Plant LLPS/amyloids are anticipated to exist and perform a myriad of roles in cell biology. The set of LLPS/amyloid-forming proteins in plants is not fully defined but likely intersects with the set of plant prion proteins and condensate-associated proteins, both of which might adopt amyloid-like structures. A single pair of mating beta strands can facilitate amyloid formation, while kinked sheets might facilitate reversible amyloid folds. LARKS, adhesive segments, often found in low-complexity regions of proteins are among the types of structures anticipated to drive amyloid-like phase separation in biological systems. An abundance of LARKS in a protein low-complexity domain suggests its capacity to undergo liquid-liquid phase separation.

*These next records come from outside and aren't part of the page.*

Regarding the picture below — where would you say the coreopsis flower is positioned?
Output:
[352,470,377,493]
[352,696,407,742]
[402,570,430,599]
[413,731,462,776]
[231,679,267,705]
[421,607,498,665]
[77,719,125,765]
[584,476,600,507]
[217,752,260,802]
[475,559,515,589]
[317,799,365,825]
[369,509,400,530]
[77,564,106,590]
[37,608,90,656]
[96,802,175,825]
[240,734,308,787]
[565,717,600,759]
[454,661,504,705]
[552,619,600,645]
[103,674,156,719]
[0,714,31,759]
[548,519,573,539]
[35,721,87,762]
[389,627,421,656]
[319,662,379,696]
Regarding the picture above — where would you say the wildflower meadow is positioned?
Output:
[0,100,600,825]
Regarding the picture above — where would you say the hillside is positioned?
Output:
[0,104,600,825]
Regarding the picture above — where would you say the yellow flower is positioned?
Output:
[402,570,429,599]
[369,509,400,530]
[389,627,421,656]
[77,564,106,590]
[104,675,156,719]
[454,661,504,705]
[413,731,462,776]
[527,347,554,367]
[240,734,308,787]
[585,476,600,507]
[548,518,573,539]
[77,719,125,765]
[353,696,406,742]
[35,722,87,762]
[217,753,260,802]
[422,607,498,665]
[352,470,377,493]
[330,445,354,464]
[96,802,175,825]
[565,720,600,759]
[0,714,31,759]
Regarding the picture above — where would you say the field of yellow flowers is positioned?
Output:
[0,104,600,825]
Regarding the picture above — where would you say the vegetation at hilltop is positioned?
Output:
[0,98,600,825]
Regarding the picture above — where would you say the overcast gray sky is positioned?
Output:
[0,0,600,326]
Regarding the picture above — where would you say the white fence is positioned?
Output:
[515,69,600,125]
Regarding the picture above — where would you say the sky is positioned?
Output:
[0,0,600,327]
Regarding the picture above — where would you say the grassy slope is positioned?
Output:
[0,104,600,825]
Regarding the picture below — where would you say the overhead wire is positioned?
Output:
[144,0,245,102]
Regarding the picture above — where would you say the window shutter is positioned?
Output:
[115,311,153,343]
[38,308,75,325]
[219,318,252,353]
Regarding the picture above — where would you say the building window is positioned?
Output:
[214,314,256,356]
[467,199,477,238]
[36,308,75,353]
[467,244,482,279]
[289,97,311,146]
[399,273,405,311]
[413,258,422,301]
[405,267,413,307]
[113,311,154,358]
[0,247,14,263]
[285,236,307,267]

A web server LARKSdb has been constructed to permit users anywhere to predict the locations of LARKS in six-residue windows within protein sequences of interest. LARKSdb is a service of the UCLA-DOE Institute found at LARKSdb. A similar server predicts six-residue windows likely associated with pathogenic amyloid folds (ZIPPERDB). However, despite success in predicting pathogenic and low complexity amyloid forming segments (zipperDB, larksDB) no structure-based prediction method has been proven to confidently predict functional LLPS/amyloid-forming sequences in plants.
We hypothesize that plant LLPS/amyloid structures are distinct from those of pathogenic amyloids and instead resemble functional amyloids/prions. The structural motifs observed in functional amyloid fibrils to date can therefore be used to predict the propensity of plant sequences to form functional amyloids with a high degree of accuracy. Importantly, structures of post-translationally modified amyloids can serve as scaffolds for glycan-interacting motifs, or other modifications.